One problem with errata for the book is that the Wi-Fi field is moving very quickly. What I knew in the fall of 2002 may well have been superceded by events in early 2003. This is an occupational hazard in the technology press, and the primary reason I'll be supporting this Web site.

Pages 169 and 170. The figure captions say, "Photo coutesy of Maxrad." Not true—I took these photos, but a helpful copy editor assumed that all antenna photos were from antenna vendors because many were. Ditto the photo on page 176—that's another of mine. Ditto page 203. Even though Linksys appliances stack, I doubt they'd post photos because of the obvious resemblance to—well, if you have the book you know what it bears a resemblance to.

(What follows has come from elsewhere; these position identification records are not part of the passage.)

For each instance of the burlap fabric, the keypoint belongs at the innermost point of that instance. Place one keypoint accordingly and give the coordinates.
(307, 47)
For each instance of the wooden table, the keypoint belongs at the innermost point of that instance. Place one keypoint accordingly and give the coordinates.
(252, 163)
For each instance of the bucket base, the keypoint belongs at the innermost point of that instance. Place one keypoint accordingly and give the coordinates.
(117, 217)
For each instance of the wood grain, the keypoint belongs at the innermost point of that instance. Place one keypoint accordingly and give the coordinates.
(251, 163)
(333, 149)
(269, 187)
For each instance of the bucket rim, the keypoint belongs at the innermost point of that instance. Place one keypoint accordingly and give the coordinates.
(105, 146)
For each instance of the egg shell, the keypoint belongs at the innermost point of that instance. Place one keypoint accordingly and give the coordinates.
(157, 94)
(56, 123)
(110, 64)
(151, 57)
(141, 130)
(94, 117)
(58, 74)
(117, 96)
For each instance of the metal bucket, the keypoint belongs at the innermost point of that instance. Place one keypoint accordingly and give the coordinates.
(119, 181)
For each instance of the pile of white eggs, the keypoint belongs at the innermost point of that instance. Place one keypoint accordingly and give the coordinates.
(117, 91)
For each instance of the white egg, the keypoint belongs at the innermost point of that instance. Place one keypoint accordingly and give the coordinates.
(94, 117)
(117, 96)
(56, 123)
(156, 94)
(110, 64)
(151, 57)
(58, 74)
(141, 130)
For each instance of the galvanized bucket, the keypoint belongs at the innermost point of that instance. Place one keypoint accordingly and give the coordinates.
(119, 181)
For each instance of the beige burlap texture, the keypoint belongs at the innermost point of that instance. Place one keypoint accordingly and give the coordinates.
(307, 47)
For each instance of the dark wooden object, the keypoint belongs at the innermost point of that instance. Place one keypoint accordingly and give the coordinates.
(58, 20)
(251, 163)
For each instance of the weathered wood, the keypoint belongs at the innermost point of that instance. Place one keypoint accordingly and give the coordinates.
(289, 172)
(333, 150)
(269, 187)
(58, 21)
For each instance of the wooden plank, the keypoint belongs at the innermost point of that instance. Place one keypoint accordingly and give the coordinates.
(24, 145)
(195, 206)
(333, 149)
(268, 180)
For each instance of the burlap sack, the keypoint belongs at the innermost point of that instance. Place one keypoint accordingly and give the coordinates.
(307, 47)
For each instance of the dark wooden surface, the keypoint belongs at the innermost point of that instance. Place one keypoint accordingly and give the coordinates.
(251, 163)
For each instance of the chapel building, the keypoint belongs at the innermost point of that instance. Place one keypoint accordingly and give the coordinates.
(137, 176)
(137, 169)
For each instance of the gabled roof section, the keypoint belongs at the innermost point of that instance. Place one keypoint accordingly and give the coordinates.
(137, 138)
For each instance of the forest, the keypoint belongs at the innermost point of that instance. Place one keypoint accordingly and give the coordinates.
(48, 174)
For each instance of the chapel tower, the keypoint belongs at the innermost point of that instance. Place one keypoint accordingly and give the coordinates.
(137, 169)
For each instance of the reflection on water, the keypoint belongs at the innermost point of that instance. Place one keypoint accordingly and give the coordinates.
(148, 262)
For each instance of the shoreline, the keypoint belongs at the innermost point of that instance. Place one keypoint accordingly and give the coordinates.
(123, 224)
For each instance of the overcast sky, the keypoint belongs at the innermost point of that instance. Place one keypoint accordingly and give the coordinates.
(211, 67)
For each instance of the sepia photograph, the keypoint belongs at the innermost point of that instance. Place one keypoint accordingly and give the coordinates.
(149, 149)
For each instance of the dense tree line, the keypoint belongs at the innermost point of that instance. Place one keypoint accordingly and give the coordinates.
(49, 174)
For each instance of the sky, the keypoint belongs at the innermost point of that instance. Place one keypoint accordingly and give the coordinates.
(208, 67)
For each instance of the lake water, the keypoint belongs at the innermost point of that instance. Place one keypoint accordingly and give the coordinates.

Page 46, last paragraph. "Terminal Control Protocol" should be "Transmission Control Protocol." Many years ago, in my first programming job, I made use of an in-house mainframe computer system incorporating something called the Terminal Control Protocol. So while ripping along writing Chapter 3, I slipped back into old habits, and wrote "terminal" instead of "transmission." Many thanks to reader Robert Gelleni for spotting this one!

This isn't precisely a mistake, but it might confuse you: In the book's text I talk incessantly about Scottsdale, Arizona...and then in the author bio it says I live in Colorado Springs! Wassup? Well, shortly after finishing the book, Carol and I decided to move. Yes, I know I say that "I don't do winter" on page 351, but that was then, and this is now. You can razz me about it if you want; I'm sure I deserve it, and I'll take it gracefully.

Joltage, which I described in some detail in Chapter 10, has gone out of business. They barely lasted a year, sigh. Here's the news.com announcement from February 28, 2003. Other hotspot aggregators will appear to take their place. It's a lousy time to be implementing capital-intensive startups, and the important question is what the industry will learn from their failure.